Le casier judiciaire d'un multirécidiviste de l'alcool au volant ne doit pas être sous-estimé, a indiqué hier la Cour suprême dans un jugement unanime. Une décision qui renforce la ligne dure adoptée par Québec envers ces contrevenants.

Près de 13 000 sanctions pour conduite avec facultés affaiblies par l'alcool ont été distribuées au Québec en 2010. De ce nombre, 542 visaient des multirécidivistes, c'est-à-dire des automobilistes qui en étaient à leur troisième offense similaire, ou plus, en 10 ans. C'est dans leurs rangs qu'on retrouve des chauffards comme Roger Walsh, qui avait déjà plaidé coupable à des accusations de conduite en état d'ébriété 17 fois lorsqu'il a fauché une mère de 47 ans. Ou Raymond Lévesque, condamné sept fois pour alcool au volant avant de tuer une femme de 23 ans.

Alphide Manning, lui, n'avait pas eu d'accident lorsqu'il a été arrêté à Baie-Comeau en avril 2010. Mais c'était la seconde fois en moins de neuf mois qu'il se faisait pincer avec le double de la limite légale d'alcool. Avant cela, il avait déjà été condamné trois fois pour conduite avec facultés affaiblies. La poursuite a donc demandé que son camion soit confisqué.

Le juge a refusé, au motif que l'homme de 62 ans, sans emploi depuis plus de 20 ans, n'aurait pas les moyens de s'en acheter un autre, alors que lui et sa conjointe en avaient besoin pour pouvoir faire leurs courses de base et se rendre à l'hôpital, à 20 minutes de chez eux.

Erreur, il fallait confisquer le camion, a rétorqué la Cour suprême. Le magistrat a accordé trop d'importance à la situation personnelle du coupable et pas assez à son casier judiciaire. Nous sommes heureux de l'entendre.

On se fait toujours dire que l'accès à un véhicule moteur est plus important hors des grandes villes, en raison des distances et de l'absence de transport en commun. C'est vrai. Sauf qu'une vie humaine a la même valeur en ville qu'en région. Elle devrait donc être aussi bien protégée des chauffards imbibés, même si ceux-ci doivent en subir des inconvénients.

Le jugement tombe à pic pour le ministre québécois de la Justice, qui vient de demander aux procureurs de réclamer la confiscation du véhicule dans toutes les causes de multirécidivistes de l'alcool au volant. Cette orientation, comme les autres présentées mardi, figurait déjà dans les directives à l'intention des procureurs. L'intervention de Bertrand St-Arnaud, surtout avec le coup de pouce du plus haut tribunal du pays, a néanmoins l'intérêt de renforcer le message.

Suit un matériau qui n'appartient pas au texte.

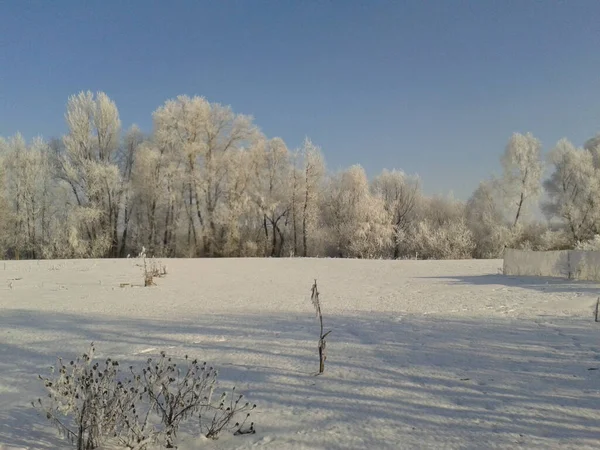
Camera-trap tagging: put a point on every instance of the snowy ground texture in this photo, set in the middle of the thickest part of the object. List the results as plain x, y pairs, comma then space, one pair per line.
423, 354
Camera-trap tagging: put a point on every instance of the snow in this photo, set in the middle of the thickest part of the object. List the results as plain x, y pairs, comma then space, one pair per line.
423, 354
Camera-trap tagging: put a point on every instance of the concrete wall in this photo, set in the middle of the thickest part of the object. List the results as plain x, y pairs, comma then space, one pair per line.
574, 264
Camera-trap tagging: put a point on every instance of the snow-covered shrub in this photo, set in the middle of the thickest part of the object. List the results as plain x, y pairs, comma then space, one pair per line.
589, 245
93, 403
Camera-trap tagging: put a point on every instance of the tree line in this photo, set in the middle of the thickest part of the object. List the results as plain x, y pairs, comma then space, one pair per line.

Restent les cas où le message ne passe pas. Les nouvelles sanctions entrées en vigueur depuis l'été dernier (évaluation coûteuse dès la première récidive, interdiction d'immatriculer quelque véhicule que ce soit pour les multirécidivistes) devraient en retirer quelques-uns de la route. Mais il faudrait aussi qu'Ottawa modifie son Code criminel, afin que les chauffards en série incurables puissent être classés délinquants dangereux ou à contrôler.